C# Parsing files that are missing new line character at the end of the file

Question

Question: What is the best way to parse files that are missing the new line character at the end of the file? Should I just use a try and catch on OutOfMemoryException? Or, is there a better way?

Background: I am parsing log files using StreamReader's Readline() method to read in the next line. So, the basic loop structure looks like this:

while ((line = sr.ReadLine()) != null)
{
      // Parse the file
}

This works well, even on large files (i.e., > 2GB). But, when the next line is not null and does not contain a new line character then StreamReader just reads blank spaces until all memory is consumed and an OutOfMemoryException is thrown. Is this the best way to handle a missing new line character at the end of the file? Or, are there better ways of handling this problem?

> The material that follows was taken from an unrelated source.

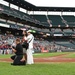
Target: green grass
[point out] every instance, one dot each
(38, 69)
(49, 54)
(70, 55)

Note: the file is being created from IIS Exchange Server. Without digging in with our IT group, the file appears to be cutoff mid-creation, resulting in the last row being bad as it is missing data.

Research: I found a posting on SO (see below) that refers to using File.ReadFile. While it works on a much smaller file (i.e., < 2GB) that is missing the new line character, it still fails on large files (i.e., > 2GB).

https://stackoverflow.com/a/13416225

https://learn.microsoft.com/en-us/dotnet/api/system.io.file.readlines?redirectedfrom=MSDN&view=netframework-4.7.2#System_IO_File_ReadLines_System_String_

Edit

The compiler stops at the While line in the code sample below. The problem is not with the code, but with the file. I cannot post our log files. But, to demonstrate, create a few rows of data in NotePad++. For the last row of the file, remove the NewLine character and then run the file. StreamReader will blow up on the last row because it cannot find the end of the row.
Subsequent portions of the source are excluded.